それは、高校2年生の時のことです。経済原論の授業の時、高齢のS先生が、一所懸命に授業をされるのですが、生徒たちは先生を小馬鹿にしたように、おしゃべりをする者、寝たふりする者と、私はその場にいるのが居たたまれない状態となり、自分が無視されているかのような怒りがこみ上げてきました。

しかし、私に出来ることは、ただただS先生の講義を真剣に受けることだけでした。そのうち、先生は私に向かって笑顔で会釈をされ、私の顔を見ながら授業をされるようになりました。

先生の笑顔を見ていて、そうだ、ダメな自分でも人に喜ばれることが出来るのだと思った時、嬉しくなってきました。そこから、私の人生が好転し始めました。

そしてその後、S先生から担任を通じて、日本大学商学部に学校推薦が出来るので行かないかと言われました。しかしながら、私の成績は平均以下でしたので、推薦であっても大変難しい状況でしたが、なんとS先生と担任の先生が中心になって、素晴らしいほどの内申書で申請してくださったのです。

その結果、日大商学部三島に無事合格、入学式では新入生代表として挨拶をすることとなりました。その上、学生会の会計担当、新入生の入る寮の寮長にまで任命されてしまいました。これまで人前に出ることも話すことも大の苦手だった私には、本当に死ぬような日々となり、挨拶の途中で話が出来なくなり座り込むようなこともありました。そして、学期末の試験では、本来の成績が出てしまい、逃げ帰りたい思いに駆り立てられる日々でした。

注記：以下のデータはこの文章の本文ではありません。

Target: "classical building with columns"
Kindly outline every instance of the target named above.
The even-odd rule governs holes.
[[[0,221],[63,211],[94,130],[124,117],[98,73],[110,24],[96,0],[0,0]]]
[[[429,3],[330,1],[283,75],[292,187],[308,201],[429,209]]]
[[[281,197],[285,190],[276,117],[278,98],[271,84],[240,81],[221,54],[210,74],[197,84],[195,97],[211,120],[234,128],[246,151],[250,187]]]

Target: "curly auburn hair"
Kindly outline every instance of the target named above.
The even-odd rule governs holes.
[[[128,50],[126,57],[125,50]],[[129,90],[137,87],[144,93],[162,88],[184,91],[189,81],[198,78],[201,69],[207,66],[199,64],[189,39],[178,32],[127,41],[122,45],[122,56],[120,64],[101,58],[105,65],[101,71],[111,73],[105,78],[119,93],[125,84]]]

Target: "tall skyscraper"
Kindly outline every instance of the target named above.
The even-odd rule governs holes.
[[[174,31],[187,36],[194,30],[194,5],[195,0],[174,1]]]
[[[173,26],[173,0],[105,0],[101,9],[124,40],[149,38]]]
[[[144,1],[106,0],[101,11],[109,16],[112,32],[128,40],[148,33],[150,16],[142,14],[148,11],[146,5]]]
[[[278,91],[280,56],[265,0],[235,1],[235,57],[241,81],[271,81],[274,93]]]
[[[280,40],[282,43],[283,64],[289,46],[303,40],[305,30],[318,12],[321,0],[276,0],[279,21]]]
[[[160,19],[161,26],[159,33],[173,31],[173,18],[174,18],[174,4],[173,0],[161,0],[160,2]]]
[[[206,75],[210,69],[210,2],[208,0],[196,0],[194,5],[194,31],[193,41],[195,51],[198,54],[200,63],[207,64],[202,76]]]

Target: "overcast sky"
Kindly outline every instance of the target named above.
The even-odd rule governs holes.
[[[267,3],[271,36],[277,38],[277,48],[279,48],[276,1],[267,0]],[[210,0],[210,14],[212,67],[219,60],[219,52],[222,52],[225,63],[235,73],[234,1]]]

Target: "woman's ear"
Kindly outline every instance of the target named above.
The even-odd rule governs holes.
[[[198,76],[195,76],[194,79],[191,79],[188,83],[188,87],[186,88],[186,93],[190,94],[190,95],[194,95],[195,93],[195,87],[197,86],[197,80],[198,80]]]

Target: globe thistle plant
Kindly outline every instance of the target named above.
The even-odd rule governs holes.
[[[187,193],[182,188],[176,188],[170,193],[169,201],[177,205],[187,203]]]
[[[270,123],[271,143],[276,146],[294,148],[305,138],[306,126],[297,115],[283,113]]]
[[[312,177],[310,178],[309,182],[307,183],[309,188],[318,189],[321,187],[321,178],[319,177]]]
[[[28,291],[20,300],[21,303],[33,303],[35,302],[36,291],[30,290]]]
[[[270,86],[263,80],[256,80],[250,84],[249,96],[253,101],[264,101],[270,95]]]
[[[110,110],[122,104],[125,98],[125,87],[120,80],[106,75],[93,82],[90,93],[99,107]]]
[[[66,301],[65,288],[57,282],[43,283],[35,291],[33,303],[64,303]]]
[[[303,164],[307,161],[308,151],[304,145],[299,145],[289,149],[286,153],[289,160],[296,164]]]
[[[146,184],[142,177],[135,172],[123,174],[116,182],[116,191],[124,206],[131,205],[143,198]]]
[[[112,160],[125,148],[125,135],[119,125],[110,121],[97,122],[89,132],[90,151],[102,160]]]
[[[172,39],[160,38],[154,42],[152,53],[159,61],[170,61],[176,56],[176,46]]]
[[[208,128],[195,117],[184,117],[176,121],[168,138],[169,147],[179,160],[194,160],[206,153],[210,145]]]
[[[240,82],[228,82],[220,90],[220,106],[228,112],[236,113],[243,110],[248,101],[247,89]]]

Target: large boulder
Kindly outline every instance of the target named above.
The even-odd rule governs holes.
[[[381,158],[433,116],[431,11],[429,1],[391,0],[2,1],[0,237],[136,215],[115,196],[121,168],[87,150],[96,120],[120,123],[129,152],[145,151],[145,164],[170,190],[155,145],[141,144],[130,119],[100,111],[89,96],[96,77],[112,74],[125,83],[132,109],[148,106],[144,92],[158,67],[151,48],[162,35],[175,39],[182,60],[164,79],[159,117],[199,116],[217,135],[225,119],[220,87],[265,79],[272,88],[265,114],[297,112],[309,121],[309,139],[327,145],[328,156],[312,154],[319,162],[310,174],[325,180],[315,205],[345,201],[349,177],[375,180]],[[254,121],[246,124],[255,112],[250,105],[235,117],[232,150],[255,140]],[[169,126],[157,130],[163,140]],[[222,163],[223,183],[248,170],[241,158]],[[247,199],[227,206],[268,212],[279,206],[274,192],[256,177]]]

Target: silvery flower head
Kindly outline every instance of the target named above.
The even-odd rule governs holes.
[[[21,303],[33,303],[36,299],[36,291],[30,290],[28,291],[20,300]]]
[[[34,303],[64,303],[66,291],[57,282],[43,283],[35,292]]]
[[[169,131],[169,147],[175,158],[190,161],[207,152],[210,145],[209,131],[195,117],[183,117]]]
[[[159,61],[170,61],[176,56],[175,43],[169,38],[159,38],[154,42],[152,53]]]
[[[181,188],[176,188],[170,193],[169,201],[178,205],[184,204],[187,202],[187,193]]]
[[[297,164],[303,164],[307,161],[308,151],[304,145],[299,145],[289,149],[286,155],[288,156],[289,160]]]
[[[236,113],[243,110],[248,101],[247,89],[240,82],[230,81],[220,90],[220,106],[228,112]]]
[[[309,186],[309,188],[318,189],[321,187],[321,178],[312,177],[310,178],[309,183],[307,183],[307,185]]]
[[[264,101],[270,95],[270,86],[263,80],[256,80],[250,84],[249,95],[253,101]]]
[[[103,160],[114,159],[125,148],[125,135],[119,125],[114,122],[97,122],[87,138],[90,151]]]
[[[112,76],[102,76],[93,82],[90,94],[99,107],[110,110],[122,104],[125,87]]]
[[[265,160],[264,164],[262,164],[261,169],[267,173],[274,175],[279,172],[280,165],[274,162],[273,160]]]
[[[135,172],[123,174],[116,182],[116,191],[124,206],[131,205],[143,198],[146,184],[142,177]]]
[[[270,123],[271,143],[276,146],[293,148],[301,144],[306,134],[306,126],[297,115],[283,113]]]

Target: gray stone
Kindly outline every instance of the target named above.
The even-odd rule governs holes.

しかし、不思議なことに、どれだけピンチに落とされても、いつも必ず、助けてくれる人が出てきて励ましてくれ、窮地を切り抜けることができました。

今思うに、落ちこぼれのような自分であっても、見返りを求めることなく、自分の出来ることで周りの人たちが喜んでくれることを精一杯やっていると、見えない大きな力が働いて、私を助け、新しいステージに導いてくれました。

本当に不思議なことですが、目先損得を捨てることで、一気に見えない世界とつながって運勢が好転していくようです。